Ah, os outros já começaram a aparecer, como que por mágica. Foi Beto Marley quem me chamou do balcão.
- E aí, Macário, tudo em cima?
- Tranquilo? – pergunta Jorge Miguel, atrás dele.
- Sairr um bebida hoje? – foi a pergunta de Flávio Urso, atrás dos dois.
E assim foi. Os Monstros, de novo, começaram a chegar aos poucos, e, dentro de instantes, o bar já não estava mais vazio. Já era o estômago de Sansão.
Mas houve faltas naquele dia.
Breevort veio. E isso já me deixou um pouco aliviado: sua presença distraiu Geórgia definitivamente. Dali em diante, ela só se voltava para mim para pedir mais cachaça. Mas nem foram tantas doses assim. Depois de algum tempo, os dois saíram – consigo reparar que Geórgia já parecia mais relaxada. Talvez pela cachaça, talvez pelo Breevort. Depois do que vi, não sei se conseguirei ver Geórgia da mesma maneira – mulher que aguenta firme o tranco da aguardente chega a assustar.
Enquanto isso, os Animais de Rua se distraíram totalmente na mesa de sinuca. Estavam felizes pelo sucesso do final de semana. Parecia mesmo que fazia tempo que não comiam chocolate – se é mesmo verdade a história que contaram.
Mas, como eu disse, faltou gente no bar.
Âmbar não veio – nem MC Claus. Imagino que a gostosa deve estar levando uma dura do seu “chefe” por causa da sua falta ao serviço. Será que MC Claus ficou sabendo que Âmbar transou com Luce e comigo?
Morgiana também não veio. Ele devia ter mesmo muito o que explicar para as irmãs.
Andrômeda também não veio.
Mas Luce veio.
- Ei, amigão, já está mais tranquilo?
Ele apareceu pouco depois que Geórgia e Breevort saíram. Talvez tenha feito de propósito – ele sabia que Geórgia estava por perto. Estive já pensando que ele não vinha, mas veio. E estava usando aquele casaco de gola alta com o qual eu o conheci.

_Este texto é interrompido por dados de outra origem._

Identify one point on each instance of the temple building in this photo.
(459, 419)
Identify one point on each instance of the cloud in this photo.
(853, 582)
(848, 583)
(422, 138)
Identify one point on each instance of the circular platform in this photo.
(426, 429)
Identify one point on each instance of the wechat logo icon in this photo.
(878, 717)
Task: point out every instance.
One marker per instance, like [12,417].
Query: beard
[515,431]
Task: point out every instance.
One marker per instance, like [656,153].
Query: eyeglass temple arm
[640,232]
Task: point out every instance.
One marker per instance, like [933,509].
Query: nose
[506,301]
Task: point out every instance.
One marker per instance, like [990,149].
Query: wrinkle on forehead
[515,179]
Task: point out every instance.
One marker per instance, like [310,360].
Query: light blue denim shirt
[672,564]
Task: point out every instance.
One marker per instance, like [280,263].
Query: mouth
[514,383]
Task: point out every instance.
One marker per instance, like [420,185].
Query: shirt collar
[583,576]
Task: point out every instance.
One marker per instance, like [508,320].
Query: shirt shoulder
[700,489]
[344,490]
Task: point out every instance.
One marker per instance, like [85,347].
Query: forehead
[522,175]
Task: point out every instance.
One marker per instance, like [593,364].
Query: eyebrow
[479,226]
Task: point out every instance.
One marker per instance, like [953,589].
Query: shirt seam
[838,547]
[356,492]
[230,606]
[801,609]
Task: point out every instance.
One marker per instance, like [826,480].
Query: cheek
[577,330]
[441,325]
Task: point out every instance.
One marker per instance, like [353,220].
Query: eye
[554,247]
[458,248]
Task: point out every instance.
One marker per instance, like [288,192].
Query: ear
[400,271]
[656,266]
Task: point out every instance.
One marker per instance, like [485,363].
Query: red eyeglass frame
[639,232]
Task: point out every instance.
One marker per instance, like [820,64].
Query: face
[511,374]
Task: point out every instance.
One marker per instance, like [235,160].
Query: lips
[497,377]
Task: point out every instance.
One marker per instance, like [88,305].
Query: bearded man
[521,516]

- Luce. – procurei ser gentil. Ossos do ofício.
- E o trabalho? – ele sorria.
- Estava achando que você não vinha.
- Tive de fazer umas coisas antes.
- Pode ver que não está nada diferente dos outros dias.
- Também acho. Menos mal.
- E o curso?
- Ah, aquela chateação de sempre, explanação dos professores e tal. E o seu?
- Sabe que não lembro da aula de hoje, com toda esta confusão?
- Mas fique certo, Macário, que eu salvei você. Você esteve em uma saia justa, e eu salvei você. De agora em diante, somos primos.
- Primos... – suspirei.
- E, a propósito. Na volta para casa, vamos conversar uns assuntos.
O jeito como ele me olhou.

Algo me dizia que aquele casaco tinha a ver com esses tais assuntos.

Próximo capítulo, se tudo der certo, daqui a 7 dias, para correção do cronograma.
Até aqui, como está ficando a série? Continua boa? A qualidade do texto e/ou das ilustrações caiu? Devo continuar ou parar? Manifestem-se nos comentários!
Até mais!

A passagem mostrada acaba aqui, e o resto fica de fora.